Albany stiffened and reached for his bottle. ‘May I?’ he asked.
Devlin opened his palm towards the bottle and sat back. George caught his eye and swiftly lowered his gaze to his shoe buckles, feeling the weight of his pistol and sword dragging his eyes lower.
Albany poured, the sound of the gulping carafe settling his nerve. He swigged a goblet full and wiped the red line, mixed with beads of perspiration, from his lips.
The wine encouraged him. Here he was: having sailed over oceans of colour, and witnessed the crossing of tides that before his eyes marked out boundaries of nations along the hull of the ship they patronised. Albany had breathed in the scent of olive and ebony limbs draped around his neck. He had lapped at their feminine sweat and marvelled at the whiteness of their teeth and the depth of their almond scented tresses. But now he felt a beat within him he had never known.
‘I am honoured, sir,’ he spoke at last. ‘Your fame has become great back in England. I would never have thought that I would come so far as to be standing before you yourself.’ The subtle hint for a stool was ignored.
Devlin cocked his chin, ‘How so my fame, Albany?’ He riffled through his waistcoat for his pipe, the sudden movement of his hands causing George to shuffle uncomfortably.

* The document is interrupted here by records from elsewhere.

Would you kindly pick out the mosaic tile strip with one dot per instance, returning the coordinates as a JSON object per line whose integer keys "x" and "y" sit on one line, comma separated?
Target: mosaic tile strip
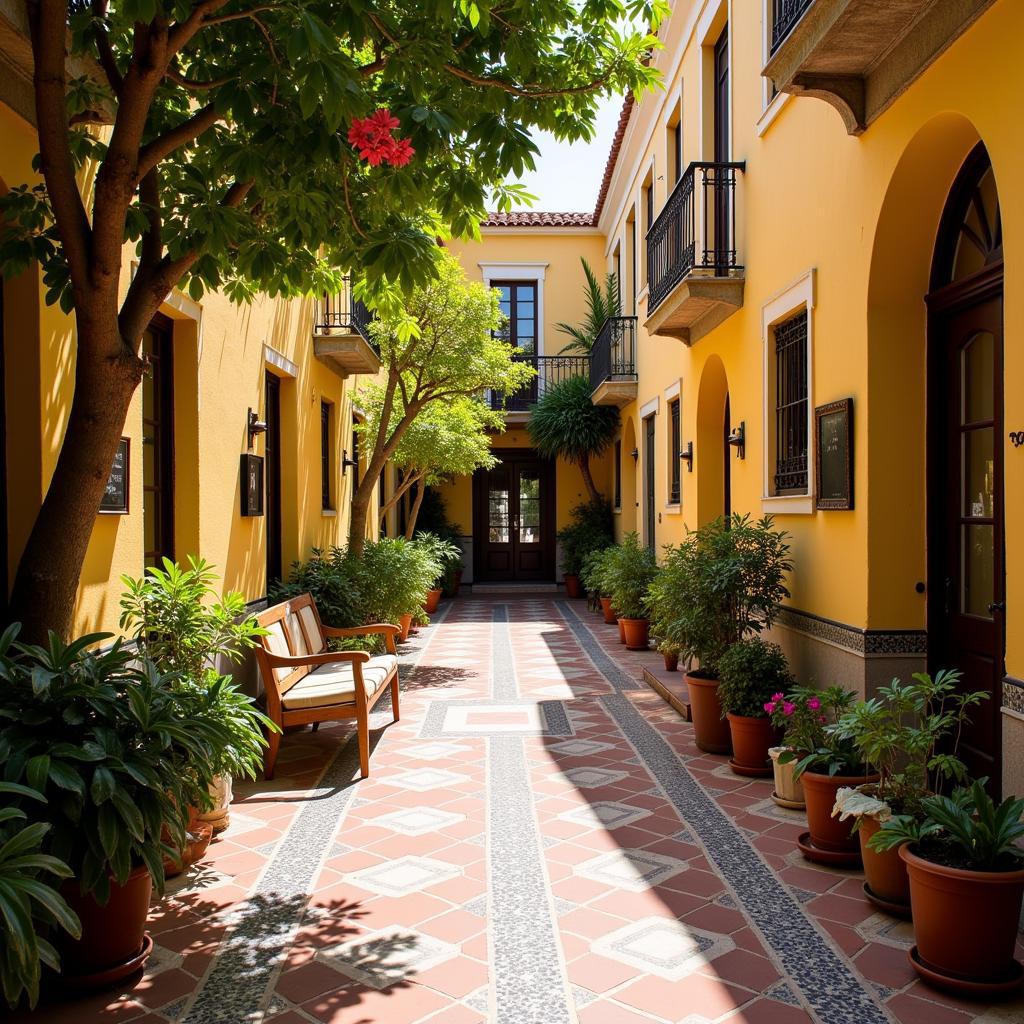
{"x": 236, "y": 986}
{"x": 803, "y": 951}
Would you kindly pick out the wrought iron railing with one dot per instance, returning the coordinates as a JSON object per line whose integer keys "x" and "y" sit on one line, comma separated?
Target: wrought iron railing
{"x": 696, "y": 229}
{"x": 613, "y": 356}
{"x": 550, "y": 370}
{"x": 784, "y": 14}
{"x": 342, "y": 311}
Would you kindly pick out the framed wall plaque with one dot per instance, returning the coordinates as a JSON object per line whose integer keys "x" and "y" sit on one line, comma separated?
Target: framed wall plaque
{"x": 115, "y": 500}
{"x": 252, "y": 484}
{"x": 834, "y": 455}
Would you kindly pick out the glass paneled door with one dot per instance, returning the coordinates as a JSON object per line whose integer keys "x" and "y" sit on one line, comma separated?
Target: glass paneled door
{"x": 514, "y": 518}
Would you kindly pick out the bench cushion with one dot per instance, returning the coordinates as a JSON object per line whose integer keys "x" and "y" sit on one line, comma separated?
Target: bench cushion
{"x": 332, "y": 684}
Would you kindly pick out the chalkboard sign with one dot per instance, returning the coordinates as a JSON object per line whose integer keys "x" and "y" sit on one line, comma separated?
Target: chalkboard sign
{"x": 252, "y": 484}
{"x": 834, "y": 454}
{"x": 115, "y": 500}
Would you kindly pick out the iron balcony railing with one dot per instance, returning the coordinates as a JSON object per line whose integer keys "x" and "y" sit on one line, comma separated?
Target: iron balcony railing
{"x": 613, "y": 356}
{"x": 550, "y": 370}
{"x": 695, "y": 230}
{"x": 784, "y": 14}
{"x": 343, "y": 311}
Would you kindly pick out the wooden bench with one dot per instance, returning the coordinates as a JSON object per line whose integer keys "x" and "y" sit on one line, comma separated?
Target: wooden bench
{"x": 307, "y": 683}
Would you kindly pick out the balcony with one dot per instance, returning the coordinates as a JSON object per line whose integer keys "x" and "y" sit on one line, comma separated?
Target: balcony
{"x": 613, "y": 363}
{"x": 341, "y": 334}
{"x": 693, "y": 270}
{"x": 550, "y": 370}
{"x": 859, "y": 55}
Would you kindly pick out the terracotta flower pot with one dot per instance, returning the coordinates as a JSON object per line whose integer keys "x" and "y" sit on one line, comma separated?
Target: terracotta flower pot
{"x": 711, "y": 731}
{"x": 113, "y": 943}
{"x": 827, "y": 834}
{"x": 885, "y": 873}
{"x": 788, "y": 791}
{"x": 752, "y": 738}
{"x": 965, "y": 922}
{"x": 636, "y": 632}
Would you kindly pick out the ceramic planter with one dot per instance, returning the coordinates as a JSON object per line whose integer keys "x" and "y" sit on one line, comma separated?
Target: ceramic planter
{"x": 887, "y": 884}
{"x": 711, "y": 731}
{"x": 752, "y": 738}
{"x": 788, "y": 791}
{"x": 966, "y": 926}
{"x": 829, "y": 841}
{"x": 636, "y": 632}
{"x": 114, "y": 942}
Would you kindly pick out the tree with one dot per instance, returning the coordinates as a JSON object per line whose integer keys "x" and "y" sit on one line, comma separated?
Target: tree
{"x": 241, "y": 151}
{"x": 438, "y": 347}
{"x": 448, "y": 438}
{"x": 602, "y": 302}
{"x": 564, "y": 422}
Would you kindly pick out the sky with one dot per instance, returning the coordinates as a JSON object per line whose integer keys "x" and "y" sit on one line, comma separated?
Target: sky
{"x": 567, "y": 177}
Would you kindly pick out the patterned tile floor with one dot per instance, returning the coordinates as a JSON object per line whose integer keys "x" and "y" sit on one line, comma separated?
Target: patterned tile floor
{"x": 540, "y": 842}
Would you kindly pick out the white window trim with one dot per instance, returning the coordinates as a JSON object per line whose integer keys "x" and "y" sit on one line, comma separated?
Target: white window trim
{"x": 802, "y": 293}
{"x": 520, "y": 270}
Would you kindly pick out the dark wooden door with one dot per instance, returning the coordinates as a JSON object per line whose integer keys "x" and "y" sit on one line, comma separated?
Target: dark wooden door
{"x": 271, "y": 452}
{"x": 514, "y": 518}
{"x": 648, "y": 480}
{"x": 158, "y": 442}
{"x": 967, "y": 622}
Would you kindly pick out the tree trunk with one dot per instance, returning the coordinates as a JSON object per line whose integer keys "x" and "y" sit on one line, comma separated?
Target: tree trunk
{"x": 46, "y": 584}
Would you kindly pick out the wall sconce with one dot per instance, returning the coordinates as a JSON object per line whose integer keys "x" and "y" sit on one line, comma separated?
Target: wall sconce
{"x": 737, "y": 439}
{"x": 254, "y": 426}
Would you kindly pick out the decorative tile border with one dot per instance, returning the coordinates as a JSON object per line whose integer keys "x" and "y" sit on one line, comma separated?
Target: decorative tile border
{"x": 804, "y": 953}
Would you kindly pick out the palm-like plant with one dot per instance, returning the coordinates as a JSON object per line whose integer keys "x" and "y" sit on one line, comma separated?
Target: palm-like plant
{"x": 564, "y": 422}
{"x": 602, "y": 301}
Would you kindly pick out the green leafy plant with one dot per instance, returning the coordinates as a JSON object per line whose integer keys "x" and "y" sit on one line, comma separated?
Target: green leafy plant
{"x": 632, "y": 568}
{"x": 565, "y": 424}
{"x": 752, "y": 672}
{"x": 602, "y": 301}
{"x": 966, "y": 829}
{"x": 590, "y": 529}
{"x": 29, "y": 901}
{"x": 722, "y": 584}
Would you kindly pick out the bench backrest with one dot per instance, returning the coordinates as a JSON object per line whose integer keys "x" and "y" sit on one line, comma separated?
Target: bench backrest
{"x": 293, "y": 629}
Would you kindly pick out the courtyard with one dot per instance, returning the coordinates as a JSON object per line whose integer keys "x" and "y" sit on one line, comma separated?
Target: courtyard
{"x": 540, "y": 841}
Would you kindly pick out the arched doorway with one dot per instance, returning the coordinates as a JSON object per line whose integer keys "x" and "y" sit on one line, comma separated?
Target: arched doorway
{"x": 967, "y": 605}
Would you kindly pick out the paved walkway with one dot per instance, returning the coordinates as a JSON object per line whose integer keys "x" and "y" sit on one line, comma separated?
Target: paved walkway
{"x": 540, "y": 843}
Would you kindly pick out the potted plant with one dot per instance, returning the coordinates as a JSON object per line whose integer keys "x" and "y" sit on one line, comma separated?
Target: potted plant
{"x": 631, "y": 571}
{"x": 121, "y": 758}
{"x": 177, "y": 622}
{"x": 722, "y": 584}
{"x": 909, "y": 733}
{"x": 967, "y": 882}
{"x": 751, "y": 673}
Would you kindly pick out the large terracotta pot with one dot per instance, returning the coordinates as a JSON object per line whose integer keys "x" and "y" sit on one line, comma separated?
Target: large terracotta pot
{"x": 788, "y": 791}
{"x": 885, "y": 873}
{"x": 113, "y": 942}
{"x": 965, "y": 922}
{"x": 752, "y": 738}
{"x": 637, "y": 633}
{"x": 827, "y": 834}
{"x": 711, "y": 731}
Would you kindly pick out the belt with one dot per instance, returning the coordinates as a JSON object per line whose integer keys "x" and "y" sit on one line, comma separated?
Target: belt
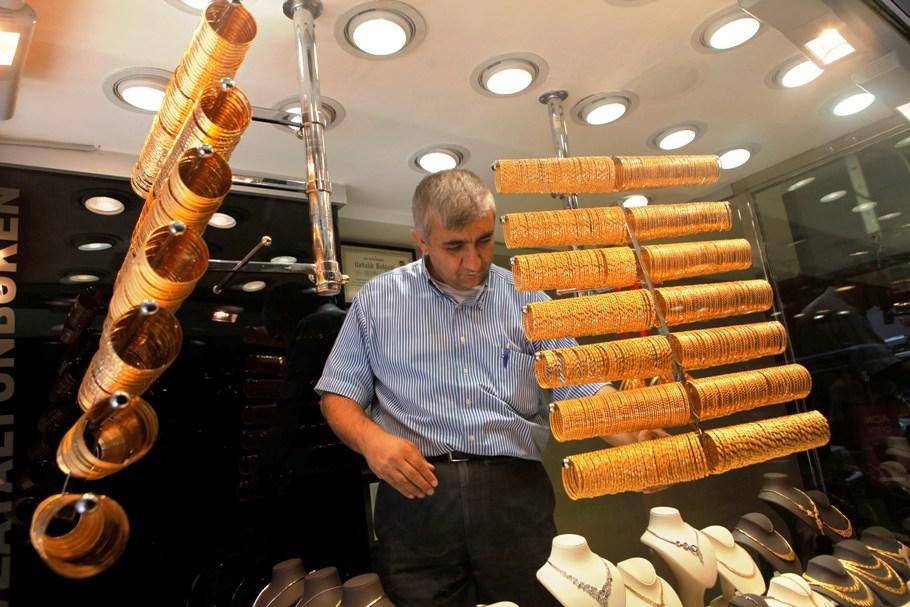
{"x": 460, "y": 456}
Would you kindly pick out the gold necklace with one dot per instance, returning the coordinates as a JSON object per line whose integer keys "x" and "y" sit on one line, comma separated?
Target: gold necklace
{"x": 648, "y": 600}
{"x": 811, "y": 511}
{"x": 788, "y": 556}
{"x": 871, "y": 574}
{"x": 842, "y": 591}
{"x": 846, "y": 531}
{"x": 902, "y": 555}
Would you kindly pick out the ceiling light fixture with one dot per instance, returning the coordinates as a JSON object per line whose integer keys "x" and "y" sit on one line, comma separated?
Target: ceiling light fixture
{"x": 17, "y": 22}
{"x": 332, "y": 112}
{"x": 797, "y": 72}
{"x": 808, "y": 24}
{"x": 635, "y": 200}
{"x": 800, "y": 184}
{"x": 380, "y": 29}
{"x": 729, "y": 30}
{"x": 222, "y": 221}
{"x": 676, "y": 137}
{"x": 510, "y": 74}
{"x": 139, "y": 89}
{"x": 104, "y": 205}
{"x": 438, "y": 158}
{"x": 602, "y": 108}
{"x": 852, "y": 103}
{"x": 253, "y": 286}
{"x": 832, "y": 196}
{"x": 735, "y": 158}
{"x": 829, "y": 46}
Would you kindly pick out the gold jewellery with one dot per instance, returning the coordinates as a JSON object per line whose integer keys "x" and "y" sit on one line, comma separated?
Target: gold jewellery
{"x": 810, "y": 510}
{"x": 880, "y": 575}
{"x": 842, "y": 592}
{"x": 789, "y": 555}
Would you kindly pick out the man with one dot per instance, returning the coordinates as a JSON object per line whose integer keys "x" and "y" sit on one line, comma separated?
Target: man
{"x": 457, "y": 423}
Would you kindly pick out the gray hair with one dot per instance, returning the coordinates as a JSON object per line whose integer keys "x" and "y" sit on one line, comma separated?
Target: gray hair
{"x": 455, "y": 197}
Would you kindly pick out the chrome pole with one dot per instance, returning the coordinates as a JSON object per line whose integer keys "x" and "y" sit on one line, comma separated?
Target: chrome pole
{"x": 319, "y": 189}
{"x": 553, "y": 100}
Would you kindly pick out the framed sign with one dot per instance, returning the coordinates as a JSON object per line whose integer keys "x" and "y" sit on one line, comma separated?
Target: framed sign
{"x": 363, "y": 262}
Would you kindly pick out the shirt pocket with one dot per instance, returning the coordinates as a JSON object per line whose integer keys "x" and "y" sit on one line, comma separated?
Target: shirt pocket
{"x": 516, "y": 383}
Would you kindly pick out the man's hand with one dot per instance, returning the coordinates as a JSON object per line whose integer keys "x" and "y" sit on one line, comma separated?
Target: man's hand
{"x": 398, "y": 462}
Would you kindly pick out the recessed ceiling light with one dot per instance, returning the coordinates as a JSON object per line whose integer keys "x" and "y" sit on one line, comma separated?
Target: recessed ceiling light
{"x": 253, "y": 286}
{"x": 222, "y": 221}
{"x": 852, "y": 104}
{"x": 438, "y": 158}
{"x": 735, "y": 158}
{"x": 82, "y": 277}
{"x": 798, "y": 72}
{"x": 380, "y": 29}
{"x": 140, "y": 89}
{"x": 829, "y": 46}
{"x": 635, "y": 200}
{"x": 284, "y": 259}
{"x": 104, "y": 205}
{"x": 865, "y": 206}
{"x": 730, "y": 30}
{"x": 801, "y": 183}
{"x": 676, "y": 137}
{"x": 600, "y": 109}
{"x": 510, "y": 74}
{"x": 94, "y": 246}
{"x": 332, "y": 112}
{"x": 832, "y": 196}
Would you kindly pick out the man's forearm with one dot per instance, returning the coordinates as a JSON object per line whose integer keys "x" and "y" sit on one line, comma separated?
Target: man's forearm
{"x": 347, "y": 420}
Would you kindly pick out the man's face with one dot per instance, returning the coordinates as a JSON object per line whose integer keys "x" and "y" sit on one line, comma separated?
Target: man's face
{"x": 459, "y": 258}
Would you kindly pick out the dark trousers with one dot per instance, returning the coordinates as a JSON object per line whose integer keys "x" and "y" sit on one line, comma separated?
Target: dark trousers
{"x": 480, "y": 538}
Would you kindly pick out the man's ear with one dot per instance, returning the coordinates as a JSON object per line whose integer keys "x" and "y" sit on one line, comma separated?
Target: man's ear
{"x": 424, "y": 249}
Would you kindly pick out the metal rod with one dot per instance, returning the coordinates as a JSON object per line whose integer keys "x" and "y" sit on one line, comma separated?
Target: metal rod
{"x": 328, "y": 275}
{"x": 265, "y": 241}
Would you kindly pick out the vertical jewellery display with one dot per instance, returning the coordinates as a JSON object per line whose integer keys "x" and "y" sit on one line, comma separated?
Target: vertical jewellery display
{"x": 682, "y": 457}
{"x": 183, "y": 176}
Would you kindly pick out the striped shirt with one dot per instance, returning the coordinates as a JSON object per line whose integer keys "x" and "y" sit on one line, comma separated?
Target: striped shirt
{"x": 447, "y": 376}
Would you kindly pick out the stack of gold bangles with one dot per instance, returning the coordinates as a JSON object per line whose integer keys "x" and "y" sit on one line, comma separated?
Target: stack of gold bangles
{"x": 215, "y": 52}
{"x": 607, "y": 225}
{"x": 603, "y": 173}
{"x": 670, "y": 404}
{"x": 635, "y": 310}
{"x": 686, "y": 457}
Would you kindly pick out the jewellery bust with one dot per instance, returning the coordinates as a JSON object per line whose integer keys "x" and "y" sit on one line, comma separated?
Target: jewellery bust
{"x": 686, "y": 550}
{"x": 738, "y": 572}
{"x": 577, "y": 577}
{"x": 644, "y": 588}
{"x": 791, "y": 590}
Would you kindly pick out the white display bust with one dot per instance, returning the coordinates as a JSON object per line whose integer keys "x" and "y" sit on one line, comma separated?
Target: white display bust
{"x": 738, "y": 572}
{"x": 791, "y": 590}
{"x": 686, "y": 550}
{"x": 644, "y": 587}
{"x": 577, "y": 577}
{"x": 286, "y": 586}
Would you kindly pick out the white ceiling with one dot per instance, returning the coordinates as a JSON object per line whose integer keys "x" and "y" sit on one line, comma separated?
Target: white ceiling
{"x": 396, "y": 106}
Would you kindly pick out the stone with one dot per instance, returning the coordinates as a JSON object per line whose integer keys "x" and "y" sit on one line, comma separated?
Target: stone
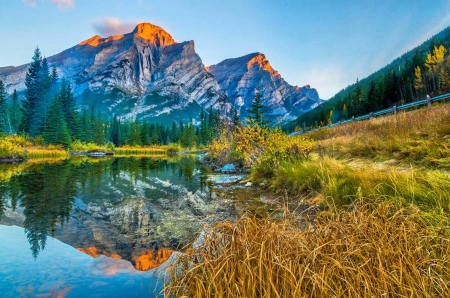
{"x": 201, "y": 156}
{"x": 240, "y": 77}
{"x": 228, "y": 168}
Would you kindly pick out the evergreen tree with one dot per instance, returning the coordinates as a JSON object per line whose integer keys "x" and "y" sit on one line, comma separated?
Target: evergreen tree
{"x": 145, "y": 138}
{"x": 84, "y": 134}
{"x": 14, "y": 112}
{"x": 115, "y": 132}
{"x": 99, "y": 131}
{"x": 69, "y": 109}
{"x": 91, "y": 126}
{"x": 236, "y": 121}
{"x": 134, "y": 136}
{"x": 3, "y": 115}
{"x": 256, "y": 112}
{"x": 44, "y": 86}
{"x": 56, "y": 129}
{"x": 30, "y": 103}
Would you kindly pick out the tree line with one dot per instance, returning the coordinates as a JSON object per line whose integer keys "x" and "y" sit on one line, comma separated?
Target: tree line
{"x": 421, "y": 71}
{"x": 48, "y": 110}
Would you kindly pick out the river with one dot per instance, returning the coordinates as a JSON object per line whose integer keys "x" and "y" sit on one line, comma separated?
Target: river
{"x": 106, "y": 227}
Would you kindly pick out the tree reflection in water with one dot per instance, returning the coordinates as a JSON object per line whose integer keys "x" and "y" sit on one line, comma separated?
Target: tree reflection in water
{"x": 46, "y": 192}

‘Why, Captain,’ Albany bowed. ‘You are well known as a Jacobite terror this past year! Month after month your pamphlets are posted upon every guildhall in the land!’ He swigged his wine again. ‘The tale of the island and the gold is sold wherever a noggin can be purchased! You are an infamous soul, sir, to be sure and found!’
‘Aye,’ Devlin said quietly. ‘The island and the gold
.’
Had his mould been cast already, shaped and poured to fit forever? Better than the servant he was before, to be sure, but to have these fops – who would happily sit in the stands at Tyburn and watch him swing – tip glasses to him seemed too strange.
If Devlin had never fled London for St Malo, learning Breton French from coarse fishermen and therefore understanding the words of a dying sailor of the Marine Royale telling of the gold and bequeathing him the map, he would be smoking lice out of Captain John Coxon’s waistcoats even now.
Such a time ago, yet not much time at all. For some, one year passes much as any other. For others a single year can roll by and yet a new dice is thrown and a new life begun.
Patrick Devlin. Butcher’s boy. Servant. Captain. Pirate.
‘And it is a pleasing moment to meet you, sir,’ George proffered. ‘And we have no need of any reward to announce your presence by and by, sir.’
Devlin’s face shone. ‘I have a reward do I? A wanted man?’
A voice came howling from the crowd, ‘Reckon you be right popular, Cap’n!’
Devlin struck a light from striker and flint; let an age pass as he drew his pipe into life. A lowered head showed only the crown of his hat to the uneasy gentlemen before him. Eventually his face upturned, hidden in blue smoke, and he blew a wraith of it into the waistcoats of the two men.
‘Tell me more about this ship you came in on, Albany,’ he squinted and grinned through the haze, his eyes smarting from his own smoke. ‘What be its name?’
Chapter Three
Dandon’s eyes blinked open painfully. He closed them again as sunlight stabbed into his skull then resigned himself to his awakened state and rolled himself upwards, his boots ringing against empty bottles as they gingerly settled to the floor.